We'd like to suggest a few changes, not that we think they will happen but because people should know that there are things that could be done save the "political will" to do them. As former Clintonite Robert Reich has suggested, BP could, by executive order, be placed into receivership in recognition of the fact that $20 billion is just an oily drop in the bucket compared to what it will take to repair the immeasurable damage that has been done to what was one of the richest and most diverse places for marine life on the planet. Not to mention all the lives and livelihoods destroyed for decades to come. A $235 billion company, fourth largest in the world, BP can and should be forced to pony up much, much more.
Many have pointed out the looming dangers if the US government doesn't move quickly in this regard. BP, like the other oil giants, holds significant sway in the federal courts of the states in which it operates. It isn't hard at all to imagine the company being allowed to split off its US operations, declare bankruptcy, and leave only crumbs behind to address the damage caused by its criminal negligence.
Tyler Slocum of Public Citizen has called for revoking the contract that BP was awarded by the Pentagon to deliver $2 billion in fuel to the Air Force. This should be a no-brainer. The federal government must stop contracting with lawless, corrupt corporations. Now.
President Obama could throw BP off the bridge and install the Northern Command/US Navy to take lead the disaster response. As Reich opines, "It is simply impermissible to have...the operation that is trying to plug the hole at the bottom of the Gulf of Mexico...under the direct control of the same company whose recklessness and negligence have generated all of this, a company that has a history of cutting corners." What part of this doesn't the president understand?

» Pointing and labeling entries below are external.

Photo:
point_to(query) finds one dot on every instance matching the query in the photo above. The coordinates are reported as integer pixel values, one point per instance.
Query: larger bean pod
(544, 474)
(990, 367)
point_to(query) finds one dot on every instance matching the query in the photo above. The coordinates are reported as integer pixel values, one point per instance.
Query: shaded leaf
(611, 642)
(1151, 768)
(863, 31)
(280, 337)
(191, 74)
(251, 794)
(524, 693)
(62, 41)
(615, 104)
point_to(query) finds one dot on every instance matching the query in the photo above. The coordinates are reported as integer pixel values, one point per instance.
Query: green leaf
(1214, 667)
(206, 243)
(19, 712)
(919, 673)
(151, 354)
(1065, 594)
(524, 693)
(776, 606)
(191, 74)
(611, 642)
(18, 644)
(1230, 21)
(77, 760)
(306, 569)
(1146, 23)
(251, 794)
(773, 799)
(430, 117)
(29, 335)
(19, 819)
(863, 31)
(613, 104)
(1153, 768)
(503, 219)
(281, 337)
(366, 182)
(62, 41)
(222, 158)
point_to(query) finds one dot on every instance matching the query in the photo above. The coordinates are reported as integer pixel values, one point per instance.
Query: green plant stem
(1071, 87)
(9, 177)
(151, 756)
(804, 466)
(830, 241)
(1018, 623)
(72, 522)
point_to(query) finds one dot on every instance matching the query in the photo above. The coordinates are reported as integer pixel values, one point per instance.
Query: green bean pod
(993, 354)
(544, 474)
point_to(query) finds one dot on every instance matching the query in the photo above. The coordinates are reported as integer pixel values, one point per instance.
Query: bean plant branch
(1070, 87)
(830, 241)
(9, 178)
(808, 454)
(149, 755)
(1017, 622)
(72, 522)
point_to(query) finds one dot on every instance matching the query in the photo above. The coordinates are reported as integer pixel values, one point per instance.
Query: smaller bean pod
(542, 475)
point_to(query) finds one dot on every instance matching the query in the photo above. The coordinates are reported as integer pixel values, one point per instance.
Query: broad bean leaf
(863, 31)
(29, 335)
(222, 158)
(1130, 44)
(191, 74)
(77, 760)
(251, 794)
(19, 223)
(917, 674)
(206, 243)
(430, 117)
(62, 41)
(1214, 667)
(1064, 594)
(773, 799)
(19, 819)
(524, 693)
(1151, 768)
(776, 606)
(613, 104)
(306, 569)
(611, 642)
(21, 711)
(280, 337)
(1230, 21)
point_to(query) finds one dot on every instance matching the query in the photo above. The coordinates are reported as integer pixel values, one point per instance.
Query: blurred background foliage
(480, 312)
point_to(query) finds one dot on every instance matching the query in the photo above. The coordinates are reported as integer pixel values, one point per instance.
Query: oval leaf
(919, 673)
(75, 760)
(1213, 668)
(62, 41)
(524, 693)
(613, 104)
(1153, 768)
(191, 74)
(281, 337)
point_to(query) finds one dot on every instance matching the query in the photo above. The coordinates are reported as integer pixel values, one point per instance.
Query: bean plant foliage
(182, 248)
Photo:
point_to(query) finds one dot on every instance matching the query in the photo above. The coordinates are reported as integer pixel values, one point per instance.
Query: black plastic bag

With BP in charge, over a million gallons of the dispersant Corexit has been sprayed into the Gulf in what appears to be an out of sight, out of mind strategy. What the public isn't told is that the active ingredient in Corexit is a neurotoxin pesticide that is acutely toxic to both human and aquatic life, causes cancer, causes damage to internal organs such as the liver and kidneys simply by absorbing it through the skin and may cause reproductive side effects.
After hundreds of reported illnesses, the EPA instructed BP to cease using Corexit. BP simply refused. Obviously, the fox is guarding the hen house in the most intolerable circumstances imaginable.
We understand that President Obama is operating in a hostile political environment. We understand that he inherited enormous problems across the board. We even sympathize with the argument that he may be a "chess player" with an invisible, but long- range strategy to checkmate his adversaries. But "may be" isn't enough when we just don't see much achievement of significance. Not only is the president falling far short of the progressive ideals he once espoused, he has shown time and again-the ongoing "war on terror", the public option debacle and the current banking reform effort come to mind-that he is not above deceiving the very people who worked so hard to put him in office.
The current situation even brings to mind the question of whether this job-president of the United States-isn't itself part of the problem. In the wake of such continuing dysfunction, regardless of the man or party in charge, might it not be time to seriously re-think the very structure of our system of governance?